20. The computer-implemented system according to claim 16, wherein generating the plurality of session correlation links includes:
generating a first session correlation link of the plurality of session correlation links that connects a first individual session object of the plurality of individual session objects to a second individual session object of the plurality of individual session objects based on detecting the first individual session object and the second individual session object share at least a common internet protocol address,
generating a second session correlation link of the plurality of session correlation links that connects a third individual session object of the plurality of individual session objects to a fourth individual session object of the plurality of individual session objects based on detecting the third individual session object and the fourth individual session object share at least a common hardware device identifier, and
generating a third session link of the plurality of session correlation links that connects a fifth individual session object of the plurality of individual session objects to a sixth individual session object of the plurality of individual session objects based on Hypertext Transfer Protocol (HTTP) cookie data.

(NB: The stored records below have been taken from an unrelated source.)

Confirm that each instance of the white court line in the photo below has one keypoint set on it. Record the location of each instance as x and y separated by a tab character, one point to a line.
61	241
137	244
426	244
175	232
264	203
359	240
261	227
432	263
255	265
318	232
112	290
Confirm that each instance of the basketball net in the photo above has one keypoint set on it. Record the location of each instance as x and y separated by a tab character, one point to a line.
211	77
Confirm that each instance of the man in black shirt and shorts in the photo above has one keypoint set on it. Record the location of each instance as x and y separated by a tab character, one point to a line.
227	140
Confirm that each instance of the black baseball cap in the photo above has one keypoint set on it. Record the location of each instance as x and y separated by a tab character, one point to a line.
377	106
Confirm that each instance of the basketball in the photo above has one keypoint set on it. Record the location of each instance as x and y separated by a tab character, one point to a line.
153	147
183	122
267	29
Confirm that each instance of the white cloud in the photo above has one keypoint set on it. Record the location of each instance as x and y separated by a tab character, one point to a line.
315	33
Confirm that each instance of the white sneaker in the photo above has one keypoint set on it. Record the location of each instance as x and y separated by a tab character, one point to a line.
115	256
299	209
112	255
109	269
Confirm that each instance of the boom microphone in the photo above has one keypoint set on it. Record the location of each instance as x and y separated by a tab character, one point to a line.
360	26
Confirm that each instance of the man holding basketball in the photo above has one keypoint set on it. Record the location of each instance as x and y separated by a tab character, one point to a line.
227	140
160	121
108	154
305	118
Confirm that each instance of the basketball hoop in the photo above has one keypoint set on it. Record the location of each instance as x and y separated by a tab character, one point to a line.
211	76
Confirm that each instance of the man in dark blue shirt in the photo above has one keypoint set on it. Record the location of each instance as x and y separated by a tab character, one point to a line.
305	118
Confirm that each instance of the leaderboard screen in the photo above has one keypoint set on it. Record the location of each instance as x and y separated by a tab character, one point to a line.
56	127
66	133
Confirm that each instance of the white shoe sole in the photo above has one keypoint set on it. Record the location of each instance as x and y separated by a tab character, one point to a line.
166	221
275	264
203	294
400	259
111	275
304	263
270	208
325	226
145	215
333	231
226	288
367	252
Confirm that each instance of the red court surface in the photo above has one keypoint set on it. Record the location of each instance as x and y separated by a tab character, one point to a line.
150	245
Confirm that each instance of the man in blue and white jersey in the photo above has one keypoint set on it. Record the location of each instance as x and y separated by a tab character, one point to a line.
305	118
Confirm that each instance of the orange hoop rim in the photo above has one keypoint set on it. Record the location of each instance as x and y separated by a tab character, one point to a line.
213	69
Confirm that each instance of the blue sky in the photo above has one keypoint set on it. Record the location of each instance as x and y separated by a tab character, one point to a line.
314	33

21. The computer-implemented system according to claim 16, further comprising:
in response to constructing a respective individual session object of the plurality of individual session objects:
assessing the respective individual session object against a plurality of actor-type classification heuristics;
determining, in response to assessing the respective individual session object against the plurality of actor-type classification heuristics, the distinct set of digital events included in the respective individual session object was performed by a human actor or a non-human actor;
assessing, in real-time or near real-time, a security threat of the respective individual session object using one of:
a first set of threat detection instructions operably configured to assess the distinct set of digital events of the respective individual session object as machine activity when the plurality of actor-type classification heuristics determines the distinct set of digital events included in the respective individual session object was performed by the non-human actor, and
a second set of threat detection instructions operably configured to assess the distinct set of digital events of the respective individual session object as human activity when the plurality of actor-type classification heuristics determines the distinct set of digital events included in the respective individual session object was performed by the human actor.
22. The computer-implemented system according to claim 16, wherein:
the target set of individual session objects includes a first distinct individual session object and a second distinct individual session object,
a first distinct digital account performed the distinct set of digital events of the first distinct individual session object,
a second distinct digital account performed the distinct set of digital events of the second distinct individual session object, and
the computer-readable instructions, when executed by the one or more processors, further cause the computing device to perform operations comprising:
generating a first session correlation link of the plurality of session correlation links that connects the first distinct individual session object of the target set of individual session objects to the second distinct individual session object of the target set of individual session objects in response to detecting the root actor used the first distinct digital account to perform the distinct set of digital events of the first distinct individual session object and transitioned to using the second distinct digital account to perform the distinct set of digital events of the second distinct individual session object.